Interview questions
How to ensure that messages are not consumed repeatedly ? Or say , How to guarantee the idempotence of message consumption ?
Psychological analysis of interviewers
In fact, this is a very common problem , These two questions can be asked together . Since it's consumer news , It must be considered whether there will be repeated consumption ? Can we avoid repeated consumption ? Or do not make the system abnormal after repeated consumption ? This is MQ Basic problems in the field , In fact, I still ask you in essence How to guarantee idempotence with message queue , This is a question to consider in your architecture .
Analysis of interview questions
Answer the question , First of all, don't hear the repetition of the news , I don't know , you Let's talk about the possible problems of repeated consumption .
First , such as RabbitMQ、RocketMQ、Kafka, There may be the problem of repeated message consumption , normal . Because the problem is usually not MQ I promise , It's developed by us to guarantee . Pick one Kafka Let's give you an example , Talk about how to repeat consumption .
Kafka There's actually a offset The concept of , It's every message written in , There is one. offset, Represents the sequence number of the message , then consumer After consuming the data , Every once in a while ( On a regular basis ), I'll take the news I've consumed offset Submit a , Express “ I've already spent , Next time I restart something , You let me continue from the last consumption to offset Let 's go on spending ”.

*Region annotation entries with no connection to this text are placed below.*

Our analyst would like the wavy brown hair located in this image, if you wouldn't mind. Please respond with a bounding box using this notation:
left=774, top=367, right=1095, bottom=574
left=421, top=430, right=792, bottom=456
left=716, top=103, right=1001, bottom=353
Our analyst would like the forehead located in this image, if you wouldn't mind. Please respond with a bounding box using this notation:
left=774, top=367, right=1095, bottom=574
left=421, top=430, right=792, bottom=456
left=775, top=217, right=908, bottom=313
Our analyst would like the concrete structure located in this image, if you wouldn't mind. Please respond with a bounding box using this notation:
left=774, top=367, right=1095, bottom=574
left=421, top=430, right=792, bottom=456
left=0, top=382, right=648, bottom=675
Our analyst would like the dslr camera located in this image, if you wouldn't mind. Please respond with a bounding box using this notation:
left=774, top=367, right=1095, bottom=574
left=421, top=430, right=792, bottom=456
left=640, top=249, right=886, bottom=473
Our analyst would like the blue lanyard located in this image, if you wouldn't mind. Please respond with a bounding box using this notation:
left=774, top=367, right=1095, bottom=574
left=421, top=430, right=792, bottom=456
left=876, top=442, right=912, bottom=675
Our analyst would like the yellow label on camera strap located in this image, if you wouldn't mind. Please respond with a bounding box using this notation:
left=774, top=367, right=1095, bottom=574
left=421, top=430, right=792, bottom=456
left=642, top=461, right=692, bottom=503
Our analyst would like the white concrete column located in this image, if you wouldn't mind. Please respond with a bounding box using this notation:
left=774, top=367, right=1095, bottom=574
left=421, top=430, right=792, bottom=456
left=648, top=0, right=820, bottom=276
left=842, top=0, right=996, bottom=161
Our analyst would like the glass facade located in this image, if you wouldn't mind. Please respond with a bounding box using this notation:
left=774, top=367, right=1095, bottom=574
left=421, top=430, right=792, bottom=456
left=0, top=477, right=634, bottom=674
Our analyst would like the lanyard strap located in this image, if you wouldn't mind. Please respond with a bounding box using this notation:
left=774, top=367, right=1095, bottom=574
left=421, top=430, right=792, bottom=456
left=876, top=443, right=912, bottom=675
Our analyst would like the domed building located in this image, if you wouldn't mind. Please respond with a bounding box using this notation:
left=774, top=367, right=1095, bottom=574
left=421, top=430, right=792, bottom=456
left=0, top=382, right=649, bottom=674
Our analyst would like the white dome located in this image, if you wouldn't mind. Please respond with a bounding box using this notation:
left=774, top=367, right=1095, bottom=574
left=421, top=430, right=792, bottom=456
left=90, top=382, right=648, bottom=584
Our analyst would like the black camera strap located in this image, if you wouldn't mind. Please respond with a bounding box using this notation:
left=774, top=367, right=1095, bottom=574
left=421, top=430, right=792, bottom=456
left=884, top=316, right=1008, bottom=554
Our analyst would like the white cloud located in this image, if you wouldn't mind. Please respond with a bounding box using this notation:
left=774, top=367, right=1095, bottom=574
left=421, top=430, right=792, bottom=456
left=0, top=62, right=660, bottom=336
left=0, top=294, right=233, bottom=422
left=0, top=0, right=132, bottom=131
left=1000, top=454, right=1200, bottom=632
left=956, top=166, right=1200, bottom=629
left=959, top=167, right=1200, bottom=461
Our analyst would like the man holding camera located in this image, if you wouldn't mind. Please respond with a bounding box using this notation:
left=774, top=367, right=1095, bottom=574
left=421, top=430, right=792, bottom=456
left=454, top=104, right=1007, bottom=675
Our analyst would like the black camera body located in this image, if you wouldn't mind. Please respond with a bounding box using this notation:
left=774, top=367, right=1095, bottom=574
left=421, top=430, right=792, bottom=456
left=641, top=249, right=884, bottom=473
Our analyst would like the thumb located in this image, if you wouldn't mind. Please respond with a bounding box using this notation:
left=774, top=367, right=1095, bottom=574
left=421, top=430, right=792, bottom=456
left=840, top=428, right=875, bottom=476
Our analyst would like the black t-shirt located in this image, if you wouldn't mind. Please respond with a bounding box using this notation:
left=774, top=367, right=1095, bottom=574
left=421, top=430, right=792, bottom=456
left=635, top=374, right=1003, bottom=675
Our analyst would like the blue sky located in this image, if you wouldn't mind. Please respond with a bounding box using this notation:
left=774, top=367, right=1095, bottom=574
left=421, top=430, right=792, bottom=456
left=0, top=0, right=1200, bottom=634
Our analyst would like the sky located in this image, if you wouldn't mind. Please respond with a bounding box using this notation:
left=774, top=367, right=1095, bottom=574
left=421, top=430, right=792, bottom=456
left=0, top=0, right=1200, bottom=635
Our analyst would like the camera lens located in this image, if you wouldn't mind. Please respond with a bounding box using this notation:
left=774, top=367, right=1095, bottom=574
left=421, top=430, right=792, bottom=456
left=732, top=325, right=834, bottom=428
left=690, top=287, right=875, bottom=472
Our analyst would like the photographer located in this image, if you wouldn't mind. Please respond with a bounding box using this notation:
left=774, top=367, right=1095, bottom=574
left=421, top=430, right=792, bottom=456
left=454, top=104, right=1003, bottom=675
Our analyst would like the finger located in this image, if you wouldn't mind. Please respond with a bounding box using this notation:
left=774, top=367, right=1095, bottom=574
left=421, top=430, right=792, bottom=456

But there are always accidents , For example, we often encountered in previous production , It's you sometimes reboot the system , See how you restart , If you come across something in a hurry , direct kill Process , Restart again . This can lead to consumer Some messages have been processed , But I didn't submit it offset, Embarrassed . After reboot , A few messages will be consumed once again .
Take a chestnut .
There is such a scene . data 1/2/3 In turn Kafka,Kafka Each of these three pieces of data will be assigned one offset, Represents the serial number of this data , Let's assume that the distribution of offset In turn, is 152/153/154. Consumers from Kafka When we go shopping , It's also in this order of consumption . If when consumers consume offset=153
This data of , Just about to submit offset To Zookeeper, At this point the consumer process is restarted . So the data consumed at this time 1/2 Of offset Not submitted ,Kafka I don't know you've already spent offset=153
This data . So after the reboot , Consumers will look for Kafka say , well , Guys , Then you give me the data behind the last place I consumed and continue to pass it to me . Because of the previous offset Failed to submit successfully , So the data 1/2 It will come back , If the consumer doesn't go heavy at this time , Then it will lead to repeated consumption .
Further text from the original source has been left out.